The People’s Speech Dataset provides a collection of organized speech data under a Creative Commons license. The collection is provided by companies and researchers, including Harvard University, Nvidia, Intel, and Baidu. MLCommons claims the dataset raises the speech information available by an enormous amount, changing the field research landscape. The Multilingual Spoken Words Corpus draws from a similarly diverse mix of contributors to encompass a broader swath of languages and words than is usually publically accessible. Both datasets are a way to open up speech tech research to more developers and companies than can access the proprietary data owned by Amazon, Google, or other big companies.
MLCommons began as a working group in 2018 to organize the most common languages into one dataset and make it worthwhile to any speech researcher. The People’s Speech Dataset and the MSWC are the results, as shared in whitepapers at this year’s Conference on Neural Information Processing Systems. The main difference between them is that the People’s Speech Dataset is shaped for speech recognition compared to the keyword identification focus of the MSWC.

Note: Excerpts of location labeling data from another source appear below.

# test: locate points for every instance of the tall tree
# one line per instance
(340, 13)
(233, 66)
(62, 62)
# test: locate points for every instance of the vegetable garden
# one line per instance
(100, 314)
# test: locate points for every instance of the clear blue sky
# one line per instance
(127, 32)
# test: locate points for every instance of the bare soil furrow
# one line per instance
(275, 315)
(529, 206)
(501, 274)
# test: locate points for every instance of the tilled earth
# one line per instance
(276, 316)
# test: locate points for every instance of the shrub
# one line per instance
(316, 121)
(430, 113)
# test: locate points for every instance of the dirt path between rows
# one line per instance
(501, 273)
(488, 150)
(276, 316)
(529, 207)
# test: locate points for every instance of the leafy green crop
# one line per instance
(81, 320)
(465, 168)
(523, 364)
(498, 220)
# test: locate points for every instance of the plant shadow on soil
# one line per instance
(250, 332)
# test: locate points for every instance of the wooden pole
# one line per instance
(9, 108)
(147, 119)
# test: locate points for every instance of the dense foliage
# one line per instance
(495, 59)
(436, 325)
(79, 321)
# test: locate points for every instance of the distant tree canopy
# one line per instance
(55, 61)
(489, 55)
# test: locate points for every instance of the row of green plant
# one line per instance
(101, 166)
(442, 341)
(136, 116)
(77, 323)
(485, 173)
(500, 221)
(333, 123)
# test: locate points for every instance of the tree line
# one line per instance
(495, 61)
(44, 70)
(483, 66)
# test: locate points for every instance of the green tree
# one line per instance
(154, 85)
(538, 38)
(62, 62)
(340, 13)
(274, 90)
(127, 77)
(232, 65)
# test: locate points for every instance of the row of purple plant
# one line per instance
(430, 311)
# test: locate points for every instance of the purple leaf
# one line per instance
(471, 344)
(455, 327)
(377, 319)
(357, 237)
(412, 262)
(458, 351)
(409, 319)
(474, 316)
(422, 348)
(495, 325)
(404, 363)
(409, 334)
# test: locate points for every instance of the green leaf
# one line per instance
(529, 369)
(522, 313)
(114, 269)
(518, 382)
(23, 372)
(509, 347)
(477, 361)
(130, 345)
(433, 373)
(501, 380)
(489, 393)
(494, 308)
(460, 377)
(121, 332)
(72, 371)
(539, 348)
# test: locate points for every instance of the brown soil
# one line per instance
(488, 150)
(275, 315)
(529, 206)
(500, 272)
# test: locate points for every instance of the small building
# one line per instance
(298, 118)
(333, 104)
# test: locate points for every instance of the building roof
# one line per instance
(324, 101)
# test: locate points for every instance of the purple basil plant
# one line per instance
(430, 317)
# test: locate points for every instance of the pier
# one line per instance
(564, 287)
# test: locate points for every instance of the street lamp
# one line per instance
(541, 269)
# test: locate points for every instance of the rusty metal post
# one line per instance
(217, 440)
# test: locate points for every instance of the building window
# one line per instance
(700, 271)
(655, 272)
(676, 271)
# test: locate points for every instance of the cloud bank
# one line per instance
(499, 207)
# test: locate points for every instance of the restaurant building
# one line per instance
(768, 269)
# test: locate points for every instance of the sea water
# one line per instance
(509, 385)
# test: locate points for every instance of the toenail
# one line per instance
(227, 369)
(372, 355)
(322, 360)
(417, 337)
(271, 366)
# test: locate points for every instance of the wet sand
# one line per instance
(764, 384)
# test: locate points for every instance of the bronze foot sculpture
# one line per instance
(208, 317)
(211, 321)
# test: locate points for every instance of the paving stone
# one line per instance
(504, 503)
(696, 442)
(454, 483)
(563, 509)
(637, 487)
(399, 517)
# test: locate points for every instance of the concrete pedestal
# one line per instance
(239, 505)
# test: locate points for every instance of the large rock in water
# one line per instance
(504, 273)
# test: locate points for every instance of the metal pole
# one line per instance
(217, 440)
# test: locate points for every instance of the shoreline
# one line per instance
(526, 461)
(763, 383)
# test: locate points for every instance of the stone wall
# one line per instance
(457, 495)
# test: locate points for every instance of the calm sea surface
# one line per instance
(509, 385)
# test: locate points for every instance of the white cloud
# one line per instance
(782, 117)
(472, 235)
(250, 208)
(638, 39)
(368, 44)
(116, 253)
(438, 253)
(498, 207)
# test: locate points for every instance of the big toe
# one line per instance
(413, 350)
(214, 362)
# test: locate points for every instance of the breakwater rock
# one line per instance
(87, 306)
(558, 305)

“Speech technology can empower billions of people across the planet, but there’s a real need for large, open, and diverse datasets to catalyze innovation,” MLCommons Association co-founder and executive director David Kanter said. “The People’s Speech is a large scale dataset in English, while MSWC offers a tremendous breadth of languages. I’m excited for these datasets to improve everyday experiences like voice-enabled consumer devices and speech recognition.”
Demand for open-source databases of cataloged and transcribed voice recordings has fueled similar projects to MLCommons. The Mozilla Foundation’s Common Voice project launched with its own goal of supporting voice tech developers without access to proprietary data a few years ago. The Common Voice Database boasts more than 9,000 hours of 60 different languages and claims to be the world’s largest public domain voice dataset. Nvidia made a $1.5 million investment in Mozilla Common Voice and started working with Mozilla on voice AI and speech recognition in April.
The global focus of the project led to a $3.4 million investment this spring to focus on creating such a resource for Kiswahili, known elsewhere as Swahili, a language spoken by about 100 million people and currently zero voice assistants. Common Voice is partnering with African companies and research groups to leverage the database into voice tech for the area, especially financial and agricultural services. That investment also marked Common Voice’s transition to being entirely under the Mozilla Foundation umbrella.
Meta (formerly Facebook) released two giant conversational AI datasets of its own this summer. Facebook has publicly shared two large conversational AI datasets to encourage research and development to advance artificial intelligence and improve how well virtual assistants understand and interact with users. One dataset should help train an AI with only a tenth of the amount of raw data, while the other should help streamline developing multilingual voice assistants.